Il libro è un monologo drammatico effettuato da una donna che vive la maternità non come un dovere ma come un atto responsabile. È una donna contemporanea e misteriosa, in quanto priva di nome, volto e notizie sulla sua età. Le domande fondamentali che la donna si pone sin dal concepimento riguardano la legittimità e l’accettazione della nascita da parte del bambino in un mondo ostile, violento e disonesto. Al bambino verrà concesso il diritto di scegliere se nascere o no e attraverso un processo istituito con la presenza di sette giurati eccellenti, tra i quali i genitori, il medico, la dottoressa, il datore di lavoro, si arriva alla sentenza che prevede la condanna della donna. Durante i mesi di attesa, la donna dialoga con il figlio e a se stessa, lo prepara alla vita, alle sue regole e alle sue insidie. Il libro ricostruisce la vita, le paure e le gioie di una donna, senza un volto e un nome preciso, incarnazione dei sentimenti di chi come lei ha dovuto affrontare la scelta di essere madre. Accettare questo ruolo non è semplice. Per una donna sola la scoperta di portare in grembo un figlio può essere un ostacolo. È così anche per la protagonista, che inizia un estenuante e doloroso monologo con il figlio — e soprattutto con se stessa — alla ricerca di una risposta. È così che si scontra con la propria mente e soprattutto con il proprio cuore, che da subito la obbliga ad una scelta: accettare un figlio e impegnarsi a crescere con lui. Tra i due si instaura un legame particolare: da un lato ci sono affetto, amore, complicità, e dall’altro i litigi, contrasti e rimpianti di due esseri distinti ma uniti in un’unica persona. Ecco quindi la donna che si scopre madre nel seguire con la mente ogni minuscolo cambiamento del proprio ventre e del figlio, come per rendersi conto appieno della scelta fatta. Poi, subito dopo, la paura e la richiesta d’aiuto per continuare a scegliere la vita alla morte:

«Come faccio a sapere che non sarebbe giusto buttarti via? […] darei tanto bambino perché tu mi aiutassi con un cenno, un indizio». 

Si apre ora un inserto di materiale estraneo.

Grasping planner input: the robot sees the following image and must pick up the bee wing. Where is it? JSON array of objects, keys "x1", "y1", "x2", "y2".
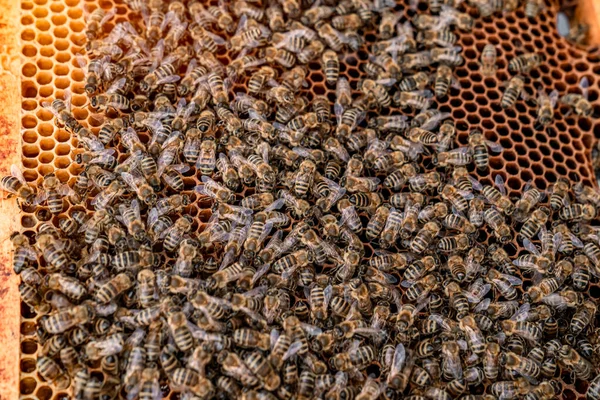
[
  {"x1": 264, "y1": 199, "x2": 285, "y2": 212},
  {"x1": 515, "y1": 238, "x2": 541, "y2": 261},
  {"x1": 33, "y1": 189, "x2": 50, "y2": 205},
  {"x1": 569, "y1": 233, "x2": 583, "y2": 248},
  {"x1": 204, "y1": 30, "x2": 227, "y2": 46},
  {"x1": 100, "y1": 8, "x2": 117, "y2": 26},
  {"x1": 323, "y1": 285, "x2": 333, "y2": 308},
  {"x1": 75, "y1": 55, "x2": 87, "y2": 70},
  {"x1": 448, "y1": 147, "x2": 470, "y2": 155},
  {"x1": 282, "y1": 340, "x2": 308, "y2": 361},
  {"x1": 400, "y1": 280, "x2": 416, "y2": 288},
  {"x1": 269, "y1": 329, "x2": 281, "y2": 350},
  {"x1": 464, "y1": 283, "x2": 492, "y2": 303},
  {"x1": 300, "y1": 322, "x2": 323, "y2": 336},
  {"x1": 375, "y1": 78, "x2": 397, "y2": 88},
  {"x1": 548, "y1": 90, "x2": 558, "y2": 108},
  {"x1": 42, "y1": 101, "x2": 59, "y2": 117},
  {"x1": 148, "y1": 207, "x2": 159, "y2": 226},
  {"x1": 494, "y1": 175, "x2": 506, "y2": 196},
  {"x1": 64, "y1": 89, "x2": 71, "y2": 111},
  {"x1": 156, "y1": 75, "x2": 182, "y2": 85},
  {"x1": 579, "y1": 76, "x2": 590, "y2": 100},
  {"x1": 265, "y1": 230, "x2": 283, "y2": 249},
  {"x1": 258, "y1": 222, "x2": 273, "y2": 243},
  {"x1": 473, "y1": 298, "x2": 492, "y2": 313},
  {"x1": 106, "y1": 78, "x2": 127, "y2": 94},
  {"x1": 542, "y1": 292, "x2": 568, "y2": 311},
  {"x1": 390, "y1": 343, "x2": 406, "y2": 376},
  {"x1": 56, "y1": 184, "x2": 75, "y2": 197},
  {"x1": 321, "y1": 241, "x2": 344, "y2": 264},
  {"x1": 169, "y1": 164, "x2": 190, "y2": 174},
  {"x1": 340, "y1": 206, "x2": 356, "y2": 225},
  {"x1": 485, "y1": 140, "x2": 504, "y2": 153},
  {"x1": 502, "y1": 274, "x2": 523, "y2": 286},
  {"x1": 10, "y1": 164, "x2": 27, "y2": 185},
  {"x1": 251, "y1": 264, "x2": 271, "y2": 285},
  {"x1": 510, "y1": 303, "x2": 531, "y2": 321}
]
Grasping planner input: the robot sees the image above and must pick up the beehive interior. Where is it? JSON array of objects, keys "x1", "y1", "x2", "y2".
[{"x1": 20, "y1": 0, "x2": 600, "y2": 400}]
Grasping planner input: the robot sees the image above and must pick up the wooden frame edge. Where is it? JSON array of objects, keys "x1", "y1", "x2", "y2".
[{"x1": 0, "y1": 0, "x2": 21, "y2": 400}]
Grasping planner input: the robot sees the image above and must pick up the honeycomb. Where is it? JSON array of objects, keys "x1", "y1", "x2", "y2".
[{"x1": 10, "y1": 0, "x2": 600, "y2": 400}]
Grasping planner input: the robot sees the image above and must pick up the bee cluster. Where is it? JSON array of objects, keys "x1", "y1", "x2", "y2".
[{"x1": 7, "y1": 0, "x2": 600, "y2": 400}]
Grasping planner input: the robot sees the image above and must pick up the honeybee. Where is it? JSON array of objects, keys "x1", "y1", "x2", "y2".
[
  {"x1": 560, "y1": 77, "x2": 594, "y2": 117},
  {"x1": 35, "y1": 233, "x2": 69, "y2": 272},
  {"x1": 500, "y1": 75, "x2": 527, "y2": 108},
  {"x1": 486, "y1": 269, "x2": 522, "y2": 301},
  {"x1": 10, "y1": 232, "x2": 37, "y2": 274},
  {"x1": 40, "y1": 304, "x2": 95, "y2": 335},
  {"x1": 119, "y1": 170, "x2": 157, "y2": 206},
  {"x1": 479, "y1": 43, "x2": 498, "y2": 76},
  {"x1": 393, "y1": 90, "x2": 433, "y2": 110},
  {"x1": 437, "y1": 233, "x2": 471, "y2": 252},
  {"x1": 90, "y1": 77, "x2": 131, "y2": 112},
  {"x1": 571, "y1": 254, "x2": 592, "y2": 290},
  {"x1": 469, "y1": 130, "x2": 502, "y2": 170},
  {"x1": 490, "y1": 377, "x2": 530, "y2": 398},
  {"x1": 508, "y1": 53, "x2": 543, "y2": 74},
  {"x1": 537, "y1": 88, "x2": 558, "y2": 126},
  {"x1": 558, "y1": 203, "x2": 596, "y2": 221},
  {"x1": 558, "y1": 345, "x2": 594, "y2": 380},
  {"x1": 85, "y1": 7, "x2": 116, "y2": 42},
  {"x1": 441, "y1": 185, "x2": 474, "y2": 213},
  {"x1": 0, "y1": 164, "x2": 36, "y2": 204},
  {"x1": 569, "y1": 300, "x2": 598, "y2": 335}
]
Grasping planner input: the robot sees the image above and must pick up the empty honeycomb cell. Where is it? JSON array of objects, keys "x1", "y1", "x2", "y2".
[
  {"x1": 35, "y1": 386, "x2": 53, "y2": 400},
  {"x1": 21, "y1": 340, "x2": 37, "y2": 354},
  {"x1": 33, "y1": 7, "x2": 48, "y2": 20},
  {"x1": 37, "y1": 123, "x2": 54, "y2": 136},
  {"x1": 39, "y1": 85, "x2": 54, "y2": 98},
  {"x1": 21, "y1": 100, "x2": 37, "y2": 111},
  {"x1": 23, "y1": 158, "x2": 38, "y2": 168},
  {"x1": 21, "y1": 80, "x2": 38, "y2": 98},
  {"x1": 35, "y1": 71, "x2": 52, "y2": 85},
  {"x1": 54, "y1": 77, "x2": 71, "y2": 89},
  {"x1": 19, "y1": 377, "x2": 37, "y2": 394},
  {"x1": 55, "y1": 52, "x2": 71, "y2": 63},
  {"x1": 21, "y1": 215, "x2": 37, "y2": 228},
  {"x1": 20, "y1": 356, "x2": 36, "y2": 374},
  {"x1": 38, "y1": 152, "x2": 54, "y2": 164},
  {"x1": 40, "y1": 46, "x2": 56, "y2": 57},
  {"x1": 37, "y1": 57, "x2": 54, "y2": 70},
  {"x1": 50, "y1": 1, "x2": 65, "y2": 13},
  {"x1": 21, "y1": 44, "x2": 37, "y2": 58},
  {"x1": 50, "y1": 15, "x2": 67, "y2": 26},
  {"x1": 54, "y1": 39, "x2": 70, "y2": 51},
  {"x1": 69, "y1": 21, "x2": 85, "y2": 32},
  {"x1": 40, "y1": 138, "x2": 55, "y2": 150},
  {"x1": 22, "y1": 131, "x2": 38, "y2": 143},
  {"x1": 35, "y1": 19, "x2": 50, "y2": 31},
  {"x1": 71, "y1": 69, "x2": 85, "y2": 82},
  {"x1": 562, "y1": 388, "x2": 577, "y2": 400},
  {"x1": 53, "y1": 26, "x2": 69, "y2": 39}
]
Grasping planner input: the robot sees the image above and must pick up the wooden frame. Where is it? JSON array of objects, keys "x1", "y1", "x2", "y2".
[{"x1": 0, "y1": 0, "x2": 21, "y2": 400}]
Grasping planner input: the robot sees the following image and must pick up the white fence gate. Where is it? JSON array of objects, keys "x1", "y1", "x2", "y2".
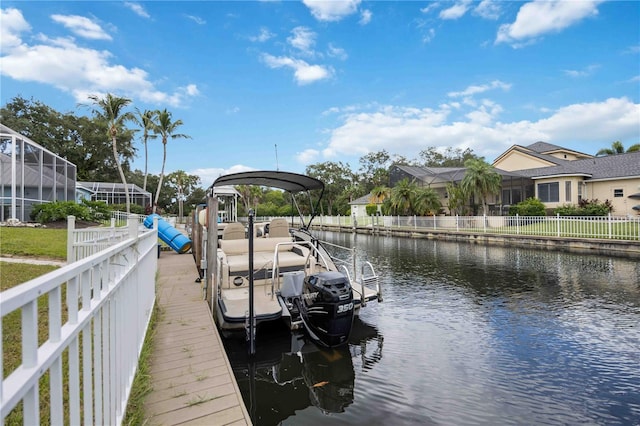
[{"x1": 0, "y1": 217, "x2": 158, "y2": 425}]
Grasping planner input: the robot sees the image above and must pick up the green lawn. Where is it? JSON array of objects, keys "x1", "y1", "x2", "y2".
[
  {"x1": 0, "y1": 226, "x2": 67, "y2": 260},
  {"x1": 0, "y1": 227, "x2": 155, "y2": 425}
]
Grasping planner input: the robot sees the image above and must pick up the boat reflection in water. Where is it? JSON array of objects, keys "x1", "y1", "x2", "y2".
[{"x1": 224, "y1": 317, "x2": 383, "y2": 425}]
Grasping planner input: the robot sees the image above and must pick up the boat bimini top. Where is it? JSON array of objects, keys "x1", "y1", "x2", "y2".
[{"x1": 207, "y1": 170, "x2": 324, "y2": 229}]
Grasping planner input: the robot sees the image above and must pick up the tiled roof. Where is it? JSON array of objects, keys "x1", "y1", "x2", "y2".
[{"x1": 508, "y1": 151, "x2": 640, "y2": 180}]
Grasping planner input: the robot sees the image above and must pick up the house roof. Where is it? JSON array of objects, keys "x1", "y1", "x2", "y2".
[
  {"x1": 515, "y1": 151, "x2": 640, "y2": 180},
  {"x1": 493, "y1": 141, "x2": 593, "y2": 165}
]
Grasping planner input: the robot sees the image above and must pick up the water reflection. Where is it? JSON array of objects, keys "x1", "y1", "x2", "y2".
[{"x1": 225, "y1": 318, "x2": 383, "y2": 425}]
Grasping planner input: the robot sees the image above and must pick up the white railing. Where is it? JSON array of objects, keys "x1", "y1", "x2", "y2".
[
  {"x1": 313, "y1": 215, "x2": 640, "y2": 241},
  {"x1": 0, "y1": 218, "x2": 158, "y2": 425},
  {"x1": 67, "y1": 215, "x2": 139, "y2": 263}
]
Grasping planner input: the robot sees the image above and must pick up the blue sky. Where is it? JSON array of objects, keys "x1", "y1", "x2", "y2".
[{"x1": 0, "y1": 0, "x2": 640, "y2": 187}]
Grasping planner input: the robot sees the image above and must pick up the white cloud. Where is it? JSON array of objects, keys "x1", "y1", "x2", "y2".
[
  {"x1": 124, "y1": 1, "x2": 151, "y2": 18},
  {"x1": 302, "y1": 0, "x2": 361, "y2": 21},
  {"x1": 287, "y1": 27, "x2": 316, "y2": 54},
  {"x1": 422, "y1": 28, "x2": 436, "y2": 43},
  {"x1": 564, "y1": 65, "x2": 600, "y2": 78},
  {"x1": 0, "y1": 10, "x2": 198, "y2": 106},
  {"x1": 296, "y1": 149, "x2": 320, "y2": 164},
  {"x1": 327, "y1": 43, "x2": 349, "y2": 61},
  {"x1": 184, "y1": 15, "x2": 207, "y2": 25},
  {"x1": 0, "y1": 8, "x2": 31, "y2": 50},
  {"x1": 447, "y1": 80, "x2": 511, "y2": 98},
  {"x1": 496, "y1": 0, "x2": 602, "y2": 46},
  {"x1": 473, "y1": 0, "x2": 501, "y2": 20},
  {"x1": 262, "y1": 53, "x2": 333, "y2": 85},
  {"x1": 439, "y1": 0, "x2": 471, "y2": 19},
  {"x1": 322, "y1": 98, "x2": 640, "y2": 159},
  {"x1": 358, "y1": 9, "x2": 373, "y2": 25},
  {"x1": 249, "y1": 27, "x2": 275, "y2": 43},
  {"x1": 51, "y1": 15, "x2": 111, "y2": 40}
]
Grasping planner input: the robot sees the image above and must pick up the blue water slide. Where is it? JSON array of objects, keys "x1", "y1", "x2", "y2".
[{"x1": 143, "y1": 213, "x2": 191, "y2": 254}]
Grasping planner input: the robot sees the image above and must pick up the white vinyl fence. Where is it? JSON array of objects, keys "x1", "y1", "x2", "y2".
[
  {"x1": 313, "y1": 215, "x2": 640, "y2": 241},
  {"x1": 0, "y1": 217, "x2": 158, "y2": 425}
]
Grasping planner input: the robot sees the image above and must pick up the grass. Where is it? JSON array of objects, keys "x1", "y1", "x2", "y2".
[
  {"x1": 0, "y1": 226, "x2": 67, "y2": 260},
  {"x1": 122, "y1": 304, "x2": 162, "y2": 425},
  {"x1": 0, "y1": 262, "x2": 66, "y2": 425},
  {"x1": 0, "y1": 227, "x2": 161, "y2": 425}
]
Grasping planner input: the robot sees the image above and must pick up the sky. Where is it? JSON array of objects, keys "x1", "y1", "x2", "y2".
[{"x1": 0, "y1": 0, "x2": 640, "y2": 187}]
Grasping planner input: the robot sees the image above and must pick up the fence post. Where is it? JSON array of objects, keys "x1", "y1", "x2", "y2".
[
  {"x1": 67, "y1": 216, "x2": 76, "y2": 264},
  {"x1": 127, "y1": 215, "x2": 138, "y2": 238}
]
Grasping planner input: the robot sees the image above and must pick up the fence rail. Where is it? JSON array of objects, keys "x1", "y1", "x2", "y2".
[
  {"x1": 0, "y1": 217, "x2": 158, "y2": 425},
  {"x1": 314, "y1": 215, "x2": 640, "y2": 241}
]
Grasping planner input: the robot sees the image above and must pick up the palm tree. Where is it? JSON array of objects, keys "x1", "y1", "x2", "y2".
[
  {"x1": 369, "y1": 185, "x2": 391, "y2": 204},
  {"x1": 390, "y1": 178, "x2": 418, "y2": 214},
  {"x1": 460, "y1": 159, "x2": 502, "y2": 214},
  {"x1": 89, "y1": 93, "x2": 134, "y2": 213},
  {"x1": 447, "y1": 182, "x2": 469, "y2": 214},
  {"x1": 596, "y1": 141, "x2": 640, "y2": 157},
  {"x1": 153, "y1": 109, "x2": 191, "y2": 213},
  {"x1": 134, "y1": 108, "x2": 158, "y2": 191}
]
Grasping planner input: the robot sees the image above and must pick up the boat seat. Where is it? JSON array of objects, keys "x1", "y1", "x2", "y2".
[
  {"x1": 222, "y1": 222, "x2": 245, "y2": 240},
  {"x1": 219, "y1": 237, "x2": 309, "y2": 288},
  {"x1": 269, "y1": 217, "x2": 290, "y2": 238}
]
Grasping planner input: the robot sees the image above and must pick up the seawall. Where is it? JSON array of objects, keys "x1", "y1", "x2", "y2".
[{"x1": 312, "y1": 225, "x2": 640, "y2": 258}]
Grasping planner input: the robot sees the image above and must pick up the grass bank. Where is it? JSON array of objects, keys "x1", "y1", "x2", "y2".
[{"x1": 0, "y1": 227, "x2": 157, "y2": 425}]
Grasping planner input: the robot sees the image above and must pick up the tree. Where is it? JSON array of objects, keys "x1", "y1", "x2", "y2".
[
  {"x1": 134, "y1": 108, "x2": 158, "y2": 191},
  {"x1": 596, "y1": 141, "x2": 640, "y2": 157},
  {"x1": 153, "y1": 109, "x2": 191, "y2": 213},
  {"x1": 0, "y1": 96, "x2": 136, "y2": 182},
  {"x1": 418, "y1": 146, "x2": 483, "y2": 167},
  {"x1": 167, "y1": 170, "x2": 200, "y2": 220},
  {"x1": 447, "y1": 182, "x2": 469, "y2": 215},
  {"x1": 306, "y1": 161, "x2": 354, "y2": 215},
  {"x1": 413, "y1": 187, "x2": 442, "y2": 216},
  {"x1": 359, "y1": 149, "x2": 391, "y2": 194},
  {"x1": 389, "y1": 178, "x2": 418, "y2": 215},
  {"x1": 460, "y1": 159, "x2": 502, "y2": 214},
  {"x1": 89, "y1": 93, "x2": 133, "y2": 213}
]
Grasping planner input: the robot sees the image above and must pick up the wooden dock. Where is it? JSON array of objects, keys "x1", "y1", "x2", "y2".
[{"x1": 144, "y1": 251, "x2": 251, "y2": 426}]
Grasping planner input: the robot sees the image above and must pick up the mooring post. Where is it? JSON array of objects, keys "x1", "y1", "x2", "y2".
[{"x1": 247, "y1": 209, "x2": 256, "y2": 355}]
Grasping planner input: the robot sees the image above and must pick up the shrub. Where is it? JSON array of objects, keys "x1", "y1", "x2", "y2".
[
  {"x1": 109, "y1": 203, "x2": 148, "y2": 214},
  {"x1": 31, "y1": 201, "x2": 93, "y2": 223},
  {"x1": 509, "y1": 198, "x2": 546, "y2": 216},
  {"x1": 554, "y1": 199, "x2": 613, "y2": 216}
]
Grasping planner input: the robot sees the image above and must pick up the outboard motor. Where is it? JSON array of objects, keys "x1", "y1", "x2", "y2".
[{"x1": 298, "y1": 271, "x2": 354, "y2": 347}]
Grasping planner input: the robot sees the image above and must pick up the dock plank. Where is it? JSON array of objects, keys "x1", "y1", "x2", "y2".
[{"x1": 144, "y1": 252, "x2": 251, "y2": 426}]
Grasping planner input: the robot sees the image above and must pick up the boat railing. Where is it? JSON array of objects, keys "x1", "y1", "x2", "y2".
[{"x1": 271, "y1": 241, "x2": 330, "y2": 296}]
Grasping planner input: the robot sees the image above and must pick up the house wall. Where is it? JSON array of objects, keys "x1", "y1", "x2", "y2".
[
  {"x1": 535, "y1": 177, "x2": 640, "y2": 216},
  {"x1": 586, "y1": 177, "x2": 640, "y2": 216},
  {"x1": 493, "y1": 151, "x2": 553, "y2": 172}
]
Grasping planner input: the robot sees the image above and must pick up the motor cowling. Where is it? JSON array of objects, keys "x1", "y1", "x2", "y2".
[{"x1": 302, "y1": 271, "x2": 354, "y2": 346}]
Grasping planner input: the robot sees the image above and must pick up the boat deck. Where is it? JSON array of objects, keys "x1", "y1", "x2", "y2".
[{"x1": 144, "y1": 251, "x2": 251, "y2": 426}]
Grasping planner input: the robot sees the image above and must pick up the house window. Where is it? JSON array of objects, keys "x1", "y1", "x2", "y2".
[
  {"x1": 538, "y1": 182, "x2": 560, "y2": 203},
  {"x1": 578, "y1": 182, "x2": 585, "y2": 202}
]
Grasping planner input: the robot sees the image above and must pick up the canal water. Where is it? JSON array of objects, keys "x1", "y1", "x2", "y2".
[{"x1": 225, "y1": 232, "x2": 640, "y2": 426}]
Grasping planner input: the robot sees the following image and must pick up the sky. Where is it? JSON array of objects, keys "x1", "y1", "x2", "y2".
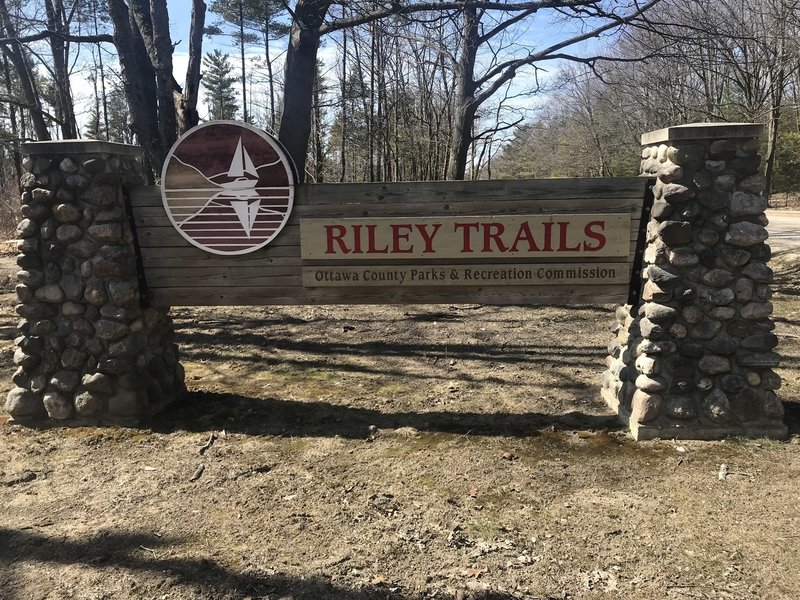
[{"x1": 65, "y1": 0, "x2": 620, "y2": 134}]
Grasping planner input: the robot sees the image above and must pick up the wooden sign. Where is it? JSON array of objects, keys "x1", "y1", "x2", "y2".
[
  {"x1": 161, "y1": 121, "x2": 294, "y2": 255},
  {"x1": 130, "y1": 173, "x2": 652, "y2": 306},
  {"x1": 300, "y1": 214, "x2": 631, "y2": 261},
  {"x1": 303, "y1": 263, "x2": 630, "y2": 287}
]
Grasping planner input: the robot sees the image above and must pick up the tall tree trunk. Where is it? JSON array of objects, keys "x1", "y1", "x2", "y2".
[
  {"x1": 764, "y1": 67, "x2": 786, "y2": 198},
  {"x1": 447, "y1": 5, "x2": 480, "y2": 180},
  {"x1": 108, "y1": 0, "x2": 162, "y2": 175},
  {"x1": 3, "y1": 54, "x2": 22, "y2": 183},
  {"x1": 127, "y1": 0, "x2": 178, "y2": 157},
  {"x1": 314, "y1": 62, "x2": 325, "y2": 183},
  {"x1": 278, "y1": 0, "x2": 331, "y2": 182},
  {"x1": 339, "y1": 6, "x2": 347, "y2": 183},
  {"x1": 44, "y1": 0, "x2": 78, "y2": 140},
  {"x1": 92, "y1": 6, "x2": 109, "y2": 141},
  {"x1": 239, "y1": 0, "x2": 250, "y2": 123},
  {"x1": 264, "y1": 8, "x2": 276, "y2": 132},
  {"x1": 178, "y1": 0, "x2": 206, "y2": 135}
]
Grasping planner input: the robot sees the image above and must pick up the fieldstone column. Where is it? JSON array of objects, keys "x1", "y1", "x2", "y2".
[
  {"x1": 603, "y1": 123, "x2": 787, "y2": 439},
  {"x1": 5, "y1": 141, "x2": 184, "y2": 423}
]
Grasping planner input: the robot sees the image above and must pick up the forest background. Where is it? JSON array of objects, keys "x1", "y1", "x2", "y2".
[{"x1": 0, "y1": 0, "x2": 800, "y2": 239}]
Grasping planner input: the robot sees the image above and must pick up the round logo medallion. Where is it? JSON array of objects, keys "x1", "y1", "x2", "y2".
[{"x1": 161, "y1": 121, "x2": 294, "y2": 254}]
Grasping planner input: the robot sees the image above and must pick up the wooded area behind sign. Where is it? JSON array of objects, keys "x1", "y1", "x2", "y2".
[{"x1": 131, "y1": 178, "x2": 650, "y2": 305}]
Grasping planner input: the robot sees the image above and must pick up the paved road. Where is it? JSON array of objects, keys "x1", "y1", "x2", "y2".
[{"x1": 767, "y1": 210, "x2": 800, "y2": 250}]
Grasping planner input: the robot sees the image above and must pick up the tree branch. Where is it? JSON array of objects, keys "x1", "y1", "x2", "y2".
[{"x1": 0, "y1": 29, "x2": 114, "y2": 44}]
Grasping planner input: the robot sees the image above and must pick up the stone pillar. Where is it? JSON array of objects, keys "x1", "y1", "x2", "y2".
[
  {"x1": 603, "y1": 123, "x2": 787, "y2": 439},
  {"x1": 5, "y1": 141, "x2": 184, "y2": 423}
]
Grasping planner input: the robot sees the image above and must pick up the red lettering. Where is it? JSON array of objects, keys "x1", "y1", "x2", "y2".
[
  {"x1": 325, "y1": 225, "x2": 350, "y2": 254},
  {"x1": 453, "y1": 223, "x2": 480, "y2": 252},
  {"x1": 390, "y1": 223, "x2": 414, "y2": 254},
  {"x1": 416, "y1": 223, "x2": 442, "y2": 254},
  {"x1": 483, "y1": 223, "x2": 508, "y2": 252},
  {"x1": 583, "y1": 221, "x2": 606, "y2": 252},
  {"x1": 558, "y1": 221, "x2": 581, "y2": 252},
  {"x1": 511, "y1": 221, "x2": 539, "y2": 252},
  {"x1": 353, "y1": 225, "x2": 364, "y2": 254},
  {"x1": 367, "y1": 225, "x2": 389, "y2": 254}
]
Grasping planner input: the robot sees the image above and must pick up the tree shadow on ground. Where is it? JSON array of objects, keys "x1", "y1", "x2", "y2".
[
  {"x1": 0, "y1": 529, "x2": 524, "y2": 600},
  {"x1": 151, "y1": 391, "x2": 623, "y2": 439}
]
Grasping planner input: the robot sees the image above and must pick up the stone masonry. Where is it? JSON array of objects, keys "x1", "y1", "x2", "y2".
[
  {"x1": 603, "y1": 124, "x2": 787, "y2": 439},
  {"x1": 5, "y1": 141, "x2": 184, "y2": 423}
]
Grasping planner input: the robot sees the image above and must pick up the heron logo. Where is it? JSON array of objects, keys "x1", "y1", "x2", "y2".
[{"x1": 161, "y1": 121, "x2": 294, "y2": 255}]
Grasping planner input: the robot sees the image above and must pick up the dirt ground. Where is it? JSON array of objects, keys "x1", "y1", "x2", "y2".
[{"x1": 0, "y1": 245, "x2": 800, "y2": 600}]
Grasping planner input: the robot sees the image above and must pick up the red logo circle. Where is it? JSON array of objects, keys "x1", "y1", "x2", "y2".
[{"x1": 161, "y1": 121, "x2": 294, "y2": 255}]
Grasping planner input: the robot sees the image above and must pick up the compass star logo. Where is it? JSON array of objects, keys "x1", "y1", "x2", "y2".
[{"x1": 161, "y1": 121, "x2": 294, "y2": 255}]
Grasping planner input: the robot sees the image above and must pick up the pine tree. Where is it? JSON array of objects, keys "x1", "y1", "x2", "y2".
[{"x1": 202, "y1": 49, "x2": 239, "y2": 120}]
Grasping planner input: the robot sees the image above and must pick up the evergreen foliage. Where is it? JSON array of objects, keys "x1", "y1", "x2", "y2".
[{"x1": 202, "y1": 49, "x2": 239, "y2": 121}]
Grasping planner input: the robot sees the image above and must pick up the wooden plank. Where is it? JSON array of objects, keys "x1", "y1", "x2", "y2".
[
  {"x1": 125, "y1": 173, "x2": 650, "y2": 305},
  {"x1": 130, "y1": 177, "x2": 649, "y2": 206},
  {"x1": 146, "y1": 258, "x2": 629, "y2": 286},
  {"x1": 300, "y1": 213, "x2": 630, "y2": 261},
  {"x1": 303, "y1": 262, "x2": 630, "y2": 293},
  {"x1": 136, "y1": 221, "x2": 638, "y2": 248}
]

Un libro toccante, estremamente riflessivo, lascia spazio al lettore di entrare in un tema così profondo e complicato che divide l’opinione pubblica. La Fallaci, riempiendo il foglio bianco con queste magnifiche parole, si mette davanti all’orribile evidenza, che ogni persona parla, dice la propria su un argomento così importante, si confronta sulla vita o la morte. “Omicidio o no?”, “Vita o morte?”, ci facciamo giudici, antichi Cesari i cui pollici saranno giudici del futuro di un altro. Nessuno che diga: “Aspetta.. aspetta un secondo, è davvero di un neonato che parliamo? Buttato in un cassonetto?”.

Vogliamo davvero abbassare il pollice?